Commission Decision of 17 October 2013 (1). A recent complaint brought by Ryanair to the European Commission tackled some of the most difficult issues arising in the competition law domain, such as excessive pricing and discrimination. The complaint was made under Article 102 of the Treaty on the Functioning of the European Union which prohibits firms holding a dominant position on a determined market to abuse that position. While ultimately unsuccessful, it may be a sign of things to come.
Article 102 TFEU: Discrimination
Ryanair asked the European Commission to establish, amongst other things, that the increase of airport charges by Dublin Airport Authority (DAA), including the non-differentiation between terminals, constituted an infringement of Article 102 TFEU.
Ryanair pointed out that the application of similar conditions to unequal transactions can constitute discrimination under European Union competition law (2). Ryanair alleged that this thinking applied in their case since DAA levied the same set of charges on the users of terminal one (T1) and terminal two (T2) despite the considerable differences between those two terminals.
Ryanair's complaint was that it was effectively being obliged to pay for the oversized and over-specified T2, even though Ryanair does not use its services and facilities. Ryanair claimed that it was effectively subsidising the provision of airport services and facilities of T2 to Aer Lingus (the largest user of T2) and other long-haul network airlines operating at that terminal.
In examining the claims raised by Ryanair, the Commission first noted that the users of T2 do not appear to receive any extra product/service which is not available to the users of T1. On the contrary, both terminals are in compliance with the IATA level of service C. The DAA had previously confirmed that the available services offered at the two terminals were the same, although the actual services provided to airlines at T1 differed according to their different business models (3).
Regarding the alleged discrimination behind the levying of the same airport charge regardless of which terminal is used, the Commission noted that this was not the whole story and contrasted the airport charge with passenger charges which contribute to covering the operating and capital cost of providing the basic range of facilities at the airport, including airport security, passenger screening and provision of infrastructure for hold baggage screening.
The Commission pointed out that Dublin airport had several other elements separate from the general passenger charge which changed depending on the particular airline’s usage, including:
- runway movement charges are calculated on the basis of the take-off weight which effectively means that a wide-body aircraft pays more;
- a transfer charge applies to connecting passengers as they use a narrower range of airport facilities (only those on the airside), compared to departing/arriving passengers.

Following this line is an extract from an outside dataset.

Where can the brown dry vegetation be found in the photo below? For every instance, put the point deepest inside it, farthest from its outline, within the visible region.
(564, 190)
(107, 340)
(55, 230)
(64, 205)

Thus, the Commission noted that airlines may, to a large extent, choose which particular service or facility they require and are willing to pay for in line with the business model they apply. It concluded on that basis that there were no indications that the DAA pursued a discriminatory practice with its airport charges policy.

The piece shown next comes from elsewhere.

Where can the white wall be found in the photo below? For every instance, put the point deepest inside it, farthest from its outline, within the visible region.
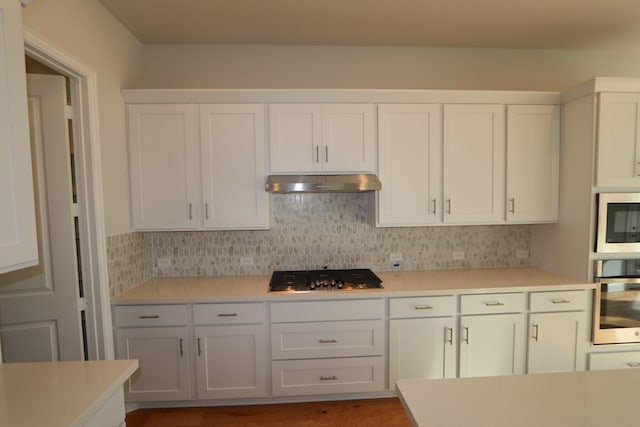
(264, 66)
(89, 33)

Article 102: Manifest Failure / Refusal to Satisfy Demand
Ryanair based another part of its complaint on how the demand of low fares airlines and their passengers has distinctive characteristics which were not being recognised by DAA’s conduct. In particular, Ryanair alleged that by introducing higher specification terminal facilities, with all the associated costs, DAA was failing to satisfy the demand of low fares airlines.
Ryanair indicated that the DAA should instead have focussed on offering airport services that corresponded to Ryanair's needs, namely the services of T1 at moderate prices. Although Ryanair did receive airport services from the DAA on an ongoing basis, it argued the DAA was abusing its dominant position by making Ryanair pay for higher quality services that did not correspond to its specific needs as a low cost airline.
Ryanair’s interpretation of the relevant case law in Höfner et Elser (4), Pavlov (5) and Ambulanz Glöckner (6) argued that the absolute unavailability of a service was not a pre-condition for the finding of abusive failure to respond to demand under case law. The Commission, however, noted that the requirement for a ?manifest' incapability to meet demand was emphasised in each of the cases cited by Ryanair.
In this light, the Commission held that the mere fact that a service is not provided at a price that is considered appropriate by a customer, does not result in an abusive and manifest incapability to satisfy demand.
The Commission came to the conclusion that there were insufficient grounds for conducting a further investigation into the alleged infringements and consequently rejected Ryanair’s complaint against DAA and Aer Lingus.
As Ryanair’s new approach to network planning embraces operating from bigger airports and shifting capacity to higher frequency services at those bigger airports (7), this complaint may simply have been taken as a test case to understand the Commission’s approach to administrators at international airports where traditional network carriers have their hubs (8).
This would explain why the complaint was brought directly to the European Commission despite, as the Commission itself noted, the practices complained of being essentially confined to Dublin airport and therefore the territory of Ireland. While its complaint was comprehensively rejected by the Commission, Ryanair and industry experts will have gained valuable insight from the Commission’s approach outlined above.